Nos últimos dias  (ndr ottobre 2012), relemos o livro de Êxodo, liderado por Bruno Baioli, do Pro Civitate Christiana, e por Dom Lucio Sembrano. Uma reinterpretação que me ajudou a recuperar o sentido da história da salvação que percorre nossas vidas, nossas comunidades, a Igreja e que é paralela à história dos homens. Nossa regra me lembrou que começa assim: "Relendo nossa história". De tempos em tempos, realmente precisamos parar e reler o que experimentamos, como fizeram os judeus, retrocedendo seu êxodo em retrospecto: a saída do Egito para a terra dos pais, a transição de uma vida como escravos para a dignidade do povo. serviço de Deus através de quarenta anos de deserto.

Há um êxodo na vida de cada um de nós e na vida de cada comunidade. Começa com a dor da pesquisa, as perguntas, a sensação de inadequação do que você está experimentando. Continua com a esperança de que algo diferente seja possível, novos espaços, vastos horizontes traçados pelo Evangelho e percorridos por gerações inteiras de crentes em Deus diante de nós. Isso culmina com o salto de fé quando Deus se torna o "Deus de Abraão, Isaac, Jacó", o Deus de Moisés e, finalmente, meu Deus, um Você para mim.

A partir desta reunião, começa uma nova história, da comunidade e de pessoas que acreditam na ação de Deus que continua aqui e agora. O salto de fé em uma comunidade é um novo começo, é uma nova página na história da salvação, é a consciência de que o avanço do Reino de Deus também nos alcançou.

O êxodo continua um sim após o outro, um estágio após o outro, nunca desembarques definitivos.

Quando Ernesto escreveu a Regra em 1996, releu a história de Sermig: “Estou procurando a chave para nossa jornada, nossas atividades, nossa lealdade nesses anos. Não é difícil. A chave é Jesus, o encontro fundamental da minha vida, o sentido de tudo, sempre ". E com essa chave ele volta ao longo dos anos, refazendo o longo deserto de tentações e atos de fé, de traições e consolações, de erros e intuições, de quedas e de recuperação ... mas sempre apegado a Deus, sempre juntos e sempre na Igreja . E, portanto, sempre disponível para compartilhar no Evangelho.

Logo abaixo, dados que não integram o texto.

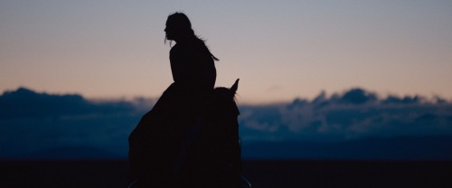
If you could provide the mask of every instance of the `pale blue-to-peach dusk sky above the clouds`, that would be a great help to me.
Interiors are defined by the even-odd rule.
[[[0,90],[158,97],[168,14],[207,40],[241,102],[362,87],[452,98],[452,1],[1,1]]]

Através da vida cotidiana difícil, experimentamos a pedagogia com a qual Deus educa seus amigos: livre para escolher o bem ou o mal, livre para cometer erros e depois ser levado de volta, livre para andar com as pernas e experimentar que sem Ele não podemos trazer a fruta para a qual fomos projetados. Entendemos que Deus nos deixa andar em liberdade, mas nunca nos deixa em paz. Quantas vezes gritamos a ele a dúvida, a angústia de estar sozinho com projetos maiores que nós, assim como lemos no livro de Êxodo: "O Senhor está entre nós sim ou não?" (Ex.17.7), mas também experimentamos sua presença e aprendemos a reconhecê-la, pois os judeus reconheceram a nuvem da presença de Deus que seguiu seus movimentos desde a passagem do Mar Vermelho até o Horebe.

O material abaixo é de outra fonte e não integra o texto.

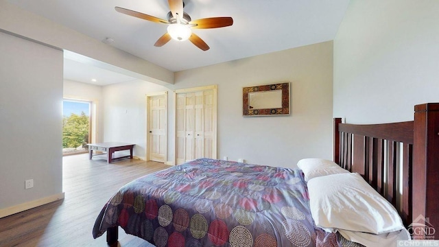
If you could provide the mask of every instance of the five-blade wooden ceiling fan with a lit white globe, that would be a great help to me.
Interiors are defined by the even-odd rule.
[[[194,34],[191,29],[207,29],[233,25],[232,17],[211,17],[192,21],[191,16],[189,16],[189,14],[186,12],[183,12],[184,3],[182,0],[168,0],[168,3],[171,11],[167,13],[167,21],[165,19],[143,14],[134,10],[128,10],[120,7],[115,7],[115,9],[117,12],[128,14],[140,19],[153,21],[155,23],[167,24],[167,33],[158,38],[154,44],[156,47],[165,45],[169,42],[169,40],[171,40],[171,38],[179,41],[189,39],[193,45],[202,49],[203,51],[207,51],[210,48],[209,45],[207,45],[198,35]]]

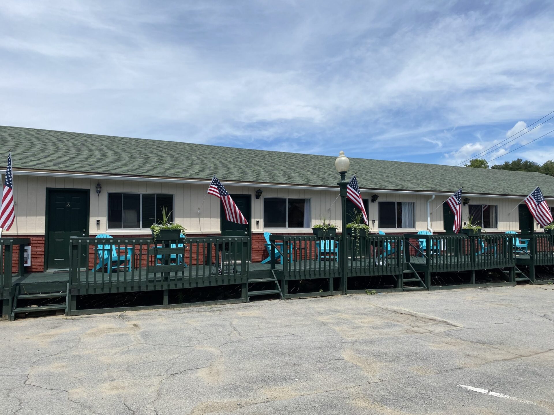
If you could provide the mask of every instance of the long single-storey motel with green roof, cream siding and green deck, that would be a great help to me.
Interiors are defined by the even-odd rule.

Sempre fomos "apegados" a Jesus, à Sua Palavra, "colocando em jogo nossa inteligência, nossos bens materiais e espirituais" e o Senhor completou nossa inadequação com Sua Presença e Seus dons, maná e água da rocha, para nos formar para uma nova vida.

Acima de tudo, nessa jornada, ele nos fez experimentar que um punhado de pessoas diferentes umas das outras em idade, status social, origem, estado de vida pode começar a se sentir como pessoas, uma parte da Igreja no trecho da história que são chamadas a viver, com a tensão caminhar juntos, superar a diversidade, lutas internas. A nova vida do Evangelho - perdoar o inimigo, servir o irmão ... - é possível. Os planos de Deus são sempre feitos para serem vividos juntos e são sempre para muitos, para todos, mas partem de um punhado de pessoas que renunciam ao "eu" pelo "nós".